U.S. Treasury Department: Health Savings Accounts

 

 

Life Insurance:

 

Q: Why do I need Life Insurance?

A:  To replace lost salary or income; Burial expenses; Family needs; Buying out a partners interest in a business; Providing for a partner; Estate needs; Charitable giving.

 

Q: When should I review my Life Insurance needs?

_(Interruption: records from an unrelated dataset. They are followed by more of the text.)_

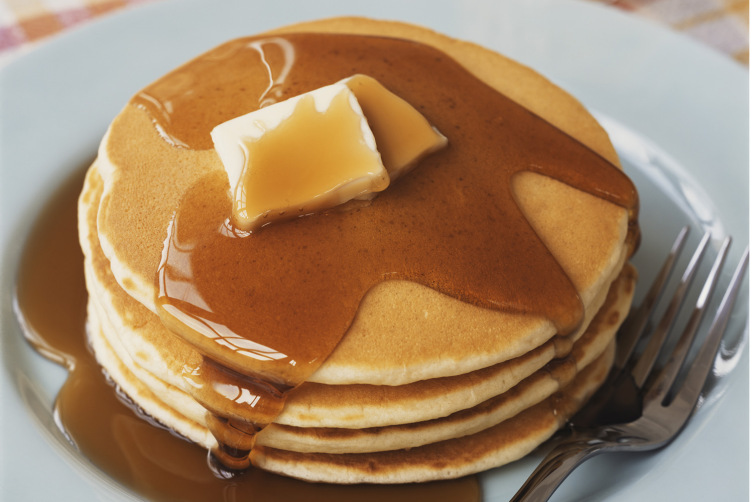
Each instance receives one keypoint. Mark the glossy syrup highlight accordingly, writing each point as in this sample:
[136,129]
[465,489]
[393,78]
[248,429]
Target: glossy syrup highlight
[294,288]
[108,429]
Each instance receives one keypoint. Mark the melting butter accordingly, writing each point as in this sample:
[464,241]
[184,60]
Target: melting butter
[299,156]
[403,135]
[320,149]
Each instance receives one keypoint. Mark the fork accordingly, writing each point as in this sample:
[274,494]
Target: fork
[640,407]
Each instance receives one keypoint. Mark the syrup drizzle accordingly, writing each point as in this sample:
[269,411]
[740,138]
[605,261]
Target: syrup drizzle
[108,429]
[289,292]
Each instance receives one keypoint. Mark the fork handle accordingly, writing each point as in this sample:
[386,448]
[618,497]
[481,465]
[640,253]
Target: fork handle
[556,466]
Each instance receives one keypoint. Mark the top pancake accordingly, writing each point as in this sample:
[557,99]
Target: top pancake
[402,332]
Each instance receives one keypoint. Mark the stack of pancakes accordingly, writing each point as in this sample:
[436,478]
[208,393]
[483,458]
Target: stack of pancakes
[422,386]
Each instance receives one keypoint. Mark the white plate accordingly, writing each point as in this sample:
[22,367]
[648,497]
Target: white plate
[677,111]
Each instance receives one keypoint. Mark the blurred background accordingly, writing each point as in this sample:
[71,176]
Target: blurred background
[721,24]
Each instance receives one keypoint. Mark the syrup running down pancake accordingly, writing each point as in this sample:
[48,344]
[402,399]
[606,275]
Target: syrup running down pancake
[446,326]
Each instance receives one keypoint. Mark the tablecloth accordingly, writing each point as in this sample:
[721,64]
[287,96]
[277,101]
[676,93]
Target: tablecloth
[721,24]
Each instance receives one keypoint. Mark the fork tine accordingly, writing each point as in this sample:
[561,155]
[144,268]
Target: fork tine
[650,353]
[670,370]
[639,318]
[693,385]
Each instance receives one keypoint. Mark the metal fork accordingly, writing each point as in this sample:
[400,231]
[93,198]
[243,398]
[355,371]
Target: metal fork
[641,408]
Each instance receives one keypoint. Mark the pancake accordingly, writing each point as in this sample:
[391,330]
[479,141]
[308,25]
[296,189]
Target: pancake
[133,331]
[421,383]
[502,443]
[137,206]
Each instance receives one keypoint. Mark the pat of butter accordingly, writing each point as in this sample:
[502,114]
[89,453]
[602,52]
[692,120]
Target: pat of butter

A: You are getting married; You are getting divorced; The birth of a child; The adoption of a child; Buying a new home; Starting a business; Buying an existing business; Taking out a large loan; Starting a new higher paying job; Leaving a job and losing insurance benefits; Your existing insurance premium is going to increase; You bought insurance while a tobacco user and now you have quit for more than one year; You were charged a higher premium on a policy because of health or activities and your situation has improved; You find that you have an estate tax problem; Your health has deteriorated; You or a relative can no longer make decisions for themselves; Every few years just to be safe.

 

Q: What is Term Life?

A: Term Life is only a death benefit. If you pay the premium, in the event of death while covered by the policy, the insurance company will pay the policy death benefit. When considering Term Insurance, you should first determine the length of time you need the coverage and then look at the total cost over those years. Term premiums may be based on annual renewable, 5, 10, 15, 20, 25, 0r 30 year level premium arrangements. For short term needs such as to cover a bank loan or business obligation, annual renewable, 5 or 10 year level premium policies are often the cheapest. For longer periods of time, 15, 20, 25, or 30 year level premium policies are often the best buy. Consumers with long term needs should be aware that if they keep a level premium term policy longer than the initial level premium guaranteed period, their premiums will increase substantially or may not renew.

 

Q: What is Whole Life?

A: Whole Life insurance provides a lifetime guaranteed death benefit, a guaranteed fixed premium, and guaranteed cash values. These policies may share in the excess earnings (if any) of the insurance company. These earnings may be credited to your policy cash value either as dividends or as excess interest. Dividends or excess interest may be used to add to your polcy's total death benefit, or to reduce future premiums. Your cash values can be used to pay future premiums, supplement retirement and college education, and provide emergency cash reserves. Consumers should be aware that while the cash values in a life insurance policy have many uses, they should not be considered as a pension or savings plan.

In summary, Whole Life is for the person who wants guaranteed permanent coverage with a guaranteed premium for the rest of their life.